Sistema carcerário brasileiro: problemas e soluções
Enviada em 03/10/2021
O romance filosófico “Utopia” - criado pelo escritor inglês Thomas Morus no século XVI - retrata uma civilização perfeita e idealizada, na qual a engrenagem social é altamente segura e desprovida de conflitos e problemas. Tal obra fictícia, mostra-se distante da realidade contemporânea no tocante aos problemas do sistema carcerário brasileiro, problema ainda a ser combatido. Esse panorama lamentável ocorre não só em razão da falta de estrutura, mas também da falta de acesso ao ensino de qualidade. Desse modo, torna-se fundamental a análise dessa conjuntura para reverter esse quadro.

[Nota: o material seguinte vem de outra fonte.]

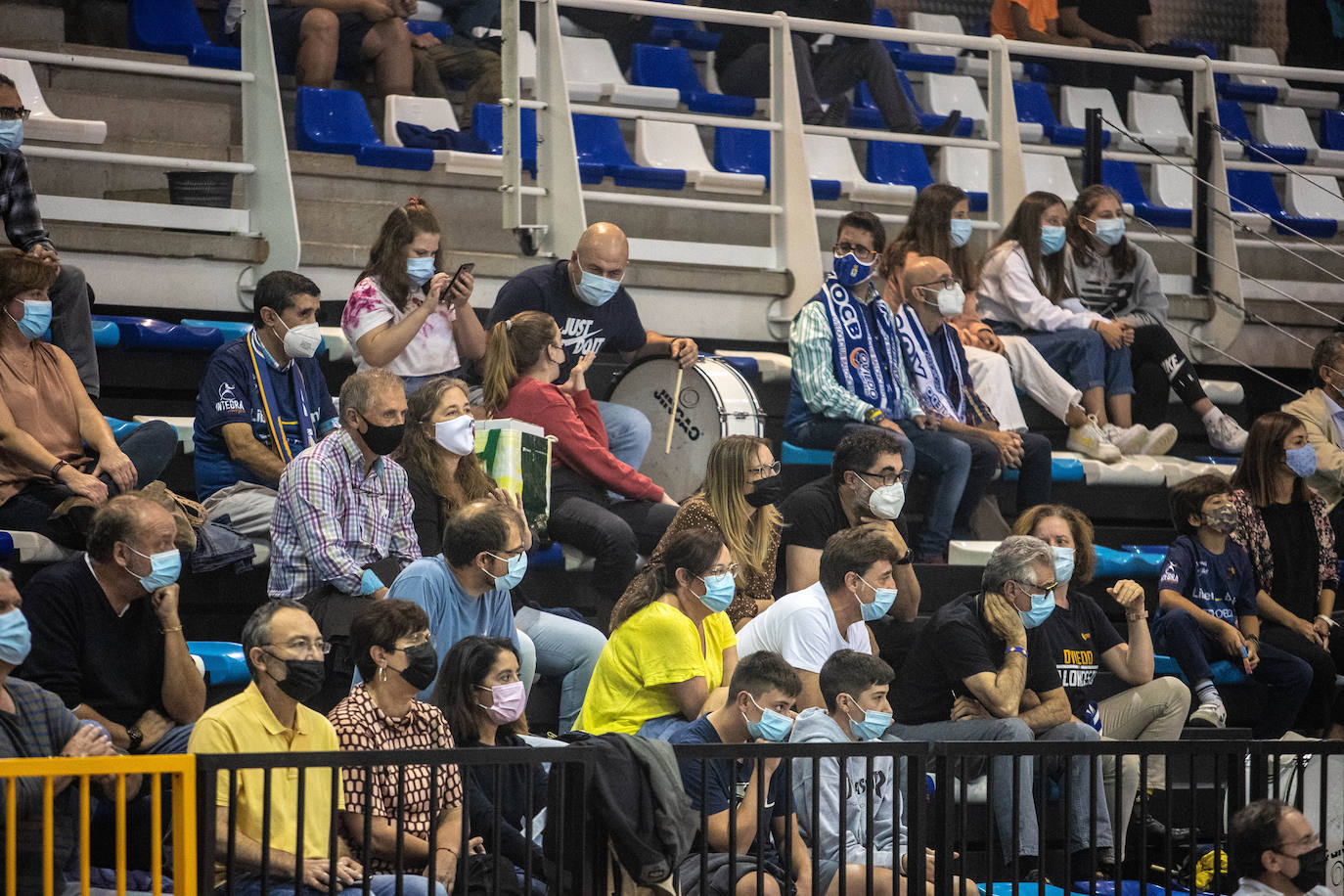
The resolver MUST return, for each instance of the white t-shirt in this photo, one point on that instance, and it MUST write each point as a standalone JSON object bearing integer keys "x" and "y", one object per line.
{"x": 431, "y": 351}
{"x": 801, "y": 628}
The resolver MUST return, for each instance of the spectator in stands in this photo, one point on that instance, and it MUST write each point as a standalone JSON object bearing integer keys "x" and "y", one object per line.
{"x": 71, "y": 327}
{"x": 252, "y": 388}
{"x": 762, "y": 691}
{"x": 107, "y": 637}
{"x": 1207, "y": 611}
{"x": 1120, "y": 281}
{"x": 284, "y": 653}
{"x": 847, "y": 373}
{"x": 482, "y": 700}
{"x": 1000, "y": 366}
{"x": 49, "y": 484}
{"x": 981, "y": 670}
{"x": 317, "y": 36}
{"x": 941, "y": 379}
{"x": 585, "y": 297}
{"x": 1026, "y": 291}
{"x": 38, "y": 724}
{"x": 523, "y": 363}
{"x": 866, "y": 486}
{"x": 807, "y": 626}
{"x": 408, "y": 315}
{"x": 1275, "y": 852}
{"x": 394, "y": 653}
{"x": 742, "y": 485}
{"x": 1081, "y": 640}
{"x": 1286, "y": 529}
{"x": 672, "y": 645}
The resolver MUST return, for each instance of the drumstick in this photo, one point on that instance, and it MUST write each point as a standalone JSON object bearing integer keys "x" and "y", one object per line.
{"x": 676, "y": 398}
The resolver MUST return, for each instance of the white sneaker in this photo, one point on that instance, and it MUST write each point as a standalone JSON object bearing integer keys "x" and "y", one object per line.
{"x": 1089, "y": 439}
{"x": 1210, "y": 715}
{"x": 1129, "y": 439}
{"x": 1228, "y": 435}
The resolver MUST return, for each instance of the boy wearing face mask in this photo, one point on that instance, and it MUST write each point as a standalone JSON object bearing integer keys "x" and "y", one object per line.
{"x": 1208, "y": 611}
{"x": 261, "y": 402}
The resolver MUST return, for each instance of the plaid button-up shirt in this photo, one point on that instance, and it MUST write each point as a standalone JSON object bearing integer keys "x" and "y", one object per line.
{"x": 331, "y": 518}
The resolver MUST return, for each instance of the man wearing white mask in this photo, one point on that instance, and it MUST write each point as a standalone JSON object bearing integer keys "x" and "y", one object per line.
{"x": 262, "y": 400}
{"x": 107, "y": 637}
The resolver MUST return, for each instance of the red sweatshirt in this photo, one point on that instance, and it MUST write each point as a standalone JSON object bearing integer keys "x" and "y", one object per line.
{"x": 581, "y": 438}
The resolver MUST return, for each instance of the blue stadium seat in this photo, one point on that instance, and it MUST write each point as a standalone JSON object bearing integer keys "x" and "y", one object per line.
{"x": 1254, "y": 191}
{"x": 1124, "y": 177}
{"x": 336, "y": 121}
{"x": 743, "y": 151}
{"x": 603, "y": 148}
{"x": 672, "y": 67}
{"x": 173, "y": 25}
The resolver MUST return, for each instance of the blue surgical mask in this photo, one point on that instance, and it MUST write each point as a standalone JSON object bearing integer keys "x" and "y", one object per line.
{"x": 960, "y": 231}
{"x": 1052, "y": 238}
{"x": 420, "y": 269}
{"x": 36, "y": 317}
{"x": 718, "y": 591}
{"x": 164, "y": 568}
{"x": 773, "y": 726}
{"x": 15, "y": 639}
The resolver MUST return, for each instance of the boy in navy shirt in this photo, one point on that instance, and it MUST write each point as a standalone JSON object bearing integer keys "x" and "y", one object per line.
{"x": 1207, "y": 610}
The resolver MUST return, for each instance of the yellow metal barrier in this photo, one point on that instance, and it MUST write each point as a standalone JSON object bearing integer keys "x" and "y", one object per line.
{"x": 60, "y": 773}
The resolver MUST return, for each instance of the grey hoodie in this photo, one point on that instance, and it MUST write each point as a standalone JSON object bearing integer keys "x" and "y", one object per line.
{"x": 815, "y": 726}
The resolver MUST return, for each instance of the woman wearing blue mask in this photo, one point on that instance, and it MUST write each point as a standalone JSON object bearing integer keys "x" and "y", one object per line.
{"x": 1285, "y": 527}
{"x": 1120, "y": 281}
{"x": 402, "y": 315}
{"x": 672, "y": 649}
{"x": 1026, "y": 291}
{"x": 50, "y": 427}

Nessa linha de raciocínio, é primordial destacar que a carência de investimentos em estrutura básica deriva da ineficácia do Poder Público, no que conceme à criação de mecanismos, os quais coíbam tais recorrências. Sob a parespectiva do filósofo contratualista John Locke, o Estado foi criado por um pacto social para assegurar os direitos fundamentais dos indivíduos e proporcionar relações harmônicas. Entretanto, é notório o rompimento desse contrato social no cenário hodierno brasileiro, visto que, devido à baixa atuação das autoridades, o sistema carcerário vem passando por várias dificuldades uma delas é a falta de estrutura, onde grande maioria das celas estão superlotadas excedendo o número de prisioneiros suportados. Destarte, fica evidente a ineficácia da máquina administrativa na resolução dessa situação caótica.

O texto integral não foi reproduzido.